We have put forward a series of arguments culminating in the idea that patient safety should be viewed as the management of risk over time. We have suggested that healthcare could draw on a much wider repertoire of strategies and interventions to manage risk and enhance safety. This has been a book of ideas and argument but we hope that these are both rooted in practice and have practical application. In this chapter we first consider some of the more immediate implications as we see them and then consider the form a longer term exploration and development might take.

Implications for Patients, Carers and Families

The engagement of patients in patient safety has been a slow and difficult process. Much of the initial effort has gone into engaging patients alongside staff in reporting and acting on safety issues. This has been a valuable exercise but there is always (rightly) going to be a limit on what it is reasonable or feasible for patients to take on in hospital. We should now turn our attention to the home and community which will pose very different safety challenges. For instance, nosocomial infections are common in hospitals but we have developed effective ways of countering them which rely on close monitoring and a rapid clinical and organisational response. In the home, the risk of nosocomial infections may be less but other risks arise from the open environment, frequent visitors and varying standards of hygiene. Safety is a moving balance between accepted risks and available solutions; you can improve safety either by changing the exposure to risk or improving solutions.

In the home and community patients are in charge of care, and therefore responsible for safety, capable of making errors and being influenced by the many factors that affect safety. This is more than engagement, shared decision making or partnership. Patients and families are taking on roles and responsibilities that are in other settings restricted to professionals. This raises a host of issues for the management of risk and indeed for the delivery of services generally.

We know that patients and families take safety very seriously and are ingenious in managing many potentially dangerous scenarios. We have given examples in the book and no doubt many more could be collected and studied to reveal novel strategies and interventions which could be shared, adapted and potentially used more widely. Our five strategies can be used to pose some immediate questions about the risks managed by patients and families. What training should be given? If a professional needs training to, for instance, change a dressing while maintaining sterile conditions then surely patients and carers need training too. To what extent can standards of hygiene be relaxed simply because a sick person has moved from hospital to home? We may need to consider setting standards and controlling the environment in which care can be delivered. What kind of support do patients and families need if they are to monitor safety and act appropriately on signs of deterioration? The example of home haemodialysis given earlier shows that advanced units are now including a suite of safety strategies in their training for patients and families. This could potentially be replicated, in varying degrees of intensity, for other forms of care outside hospital.

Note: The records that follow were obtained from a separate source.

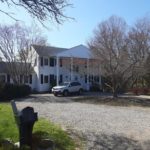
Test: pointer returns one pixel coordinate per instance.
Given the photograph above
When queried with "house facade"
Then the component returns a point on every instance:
(53, 65)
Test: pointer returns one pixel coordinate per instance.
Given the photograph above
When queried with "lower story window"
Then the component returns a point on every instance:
(45, 79)
(2, 78)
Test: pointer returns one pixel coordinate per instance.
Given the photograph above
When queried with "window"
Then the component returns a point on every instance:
(35, 62)
(45, 79)
(85, 78)
(21, 79)
(75, 84)
(30, 79)
(25, 79)
(60, 62)
(52, 80)
(2, 78)
(52, 61)
(41, 61)
(8, 78)
(46, 61)
(41, 78)
(61, 79)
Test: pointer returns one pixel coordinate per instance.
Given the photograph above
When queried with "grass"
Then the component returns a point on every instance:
(120, 101)
(42, 129)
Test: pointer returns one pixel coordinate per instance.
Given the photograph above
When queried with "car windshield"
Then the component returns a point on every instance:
(64, 84)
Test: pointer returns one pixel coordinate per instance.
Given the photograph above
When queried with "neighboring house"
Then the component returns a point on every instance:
(53, 65)
(7, 70)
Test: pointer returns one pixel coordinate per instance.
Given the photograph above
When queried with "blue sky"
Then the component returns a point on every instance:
(87, 14)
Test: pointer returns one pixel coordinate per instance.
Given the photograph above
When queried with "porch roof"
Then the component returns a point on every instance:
(79, 51)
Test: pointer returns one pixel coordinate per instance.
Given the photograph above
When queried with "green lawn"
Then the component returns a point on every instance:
(42, 129)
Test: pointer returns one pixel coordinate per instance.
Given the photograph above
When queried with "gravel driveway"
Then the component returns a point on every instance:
(103, 127)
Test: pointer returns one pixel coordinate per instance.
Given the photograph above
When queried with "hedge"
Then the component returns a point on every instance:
(11, 91)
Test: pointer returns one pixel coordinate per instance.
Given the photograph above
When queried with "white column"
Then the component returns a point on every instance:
(88, 85)
(71, 69)
(57, 71)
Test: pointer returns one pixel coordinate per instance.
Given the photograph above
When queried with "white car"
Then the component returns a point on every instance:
(67, 88)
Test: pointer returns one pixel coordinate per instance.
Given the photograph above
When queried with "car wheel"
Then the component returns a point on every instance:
(80, 92)
(65, 93)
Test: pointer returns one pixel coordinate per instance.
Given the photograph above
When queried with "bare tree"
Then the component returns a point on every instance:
(110, 46)
(15, 42)
(139, 44)
(40, 9)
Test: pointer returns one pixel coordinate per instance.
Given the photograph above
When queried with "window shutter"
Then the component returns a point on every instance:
(41, 61)
(41, 78)
(30, 79)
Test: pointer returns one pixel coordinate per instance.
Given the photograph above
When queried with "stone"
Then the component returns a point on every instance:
(46, 144)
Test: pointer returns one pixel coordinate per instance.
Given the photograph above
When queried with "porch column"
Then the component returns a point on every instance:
(71, 69)
(87, 86)
(57, 71)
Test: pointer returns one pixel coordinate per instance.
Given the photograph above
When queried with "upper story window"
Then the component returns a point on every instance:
(45, 79)
(52, 61)
(2, 78)
(46, 61)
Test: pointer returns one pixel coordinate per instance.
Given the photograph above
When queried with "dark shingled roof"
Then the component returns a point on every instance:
(4, 66)
(48, 50)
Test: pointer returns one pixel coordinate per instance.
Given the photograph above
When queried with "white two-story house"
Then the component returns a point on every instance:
(53, 65)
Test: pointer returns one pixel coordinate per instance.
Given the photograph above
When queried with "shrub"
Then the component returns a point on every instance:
(10, 91)
(138, 90)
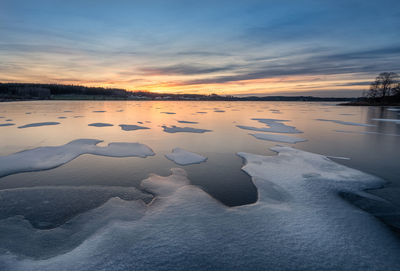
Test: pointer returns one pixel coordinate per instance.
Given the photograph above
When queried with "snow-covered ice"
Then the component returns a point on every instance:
(100, 124)
(184, 157)
(365, 133)
(50, 157)
(38, 124)
(188, 122)
(175, 129)
(275, 126)
(347, 122)
(300, 222)
(168, 113)
(397, 121)
(279, 138)
(133, 127)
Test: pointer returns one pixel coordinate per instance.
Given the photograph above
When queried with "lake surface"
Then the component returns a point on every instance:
(68, 195)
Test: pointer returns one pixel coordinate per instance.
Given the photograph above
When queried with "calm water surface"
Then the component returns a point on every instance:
(221, 176)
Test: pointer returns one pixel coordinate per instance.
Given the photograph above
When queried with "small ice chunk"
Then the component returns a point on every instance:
(279, 138)
(38, 124)
(275, 126)
(127, 127)
(347, 122)
(338, 157)
(183, 157)
(165, 186)
(365, 133)
(189, 122)
(397, 121)
(175, 129)
(50, 157)
(100, 124)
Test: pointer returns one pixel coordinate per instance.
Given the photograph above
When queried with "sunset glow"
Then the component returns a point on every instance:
(240, 48)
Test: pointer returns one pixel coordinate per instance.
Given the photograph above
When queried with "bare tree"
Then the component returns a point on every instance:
(386, 84)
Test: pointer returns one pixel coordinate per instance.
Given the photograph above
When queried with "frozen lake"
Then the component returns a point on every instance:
(78, 193)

Implications for Frontline Clinicians and Managers

In healthcare the word frontline is generally taken to mean clinical staff in direct contact with patients and whose actions and decisions have immediate effects. Managers do not deliver treatment and so are not frontline in that sense. They are frontline however in the sense that the actions of clinical managers have a very powerful influence on safety. A bed manager in a large hospital for instance is constantly juggling patients and beds, assessing the latest request for an urgent bed, trying to place patients in wards that are at least reasonably appropriate and preventing very sick patients being in wards where the staff are not familiar with their needs. ‘Being in the wrong place’ is high risk if you are very sick. Clinical managers have a huge influence on safety but we know little about the strategies they use.

Both clinicians and managers can do a great deal to improve the standards and value of incident analysis. In the United Kingdom at least what was once an exercise in learning, reflection and improvement has, in some settings, sadly deteriorated into a largely bureaucratic exercise producing numerous recommendations that can never be implemented. There is an urgent need to return to the original purpose of incident analysis, focus on the comprehensive investigation of a much smaller number of events and consider the findings in the context of an overall safety and quality improvement programme. This can all be achieved with methods we already have. We also however need to explore the analysis of episodes of care with the attendant attention to contributory factors at different points, adaptation and recovery from problems, and much greater attention to the accounts of patients and families.

We believe that patients and families should select a proportion of the analyses and be encouraged to contribute as much as they can to analyses; their perspective is obviously particularly critical outside hospital. Their perspective will help us understand the longer term safety problems and to develop new techniques and innovations. This perspective might seem utopian and to require huge resources; it would certainly require some careful organisation and the use of technology to bring in some participants. As before though, quality is more important than quantity. A relatively small number of thorough investigations can produce a huge amount of useful information about the vulnerabilities, defences and resilience of the healthcare system.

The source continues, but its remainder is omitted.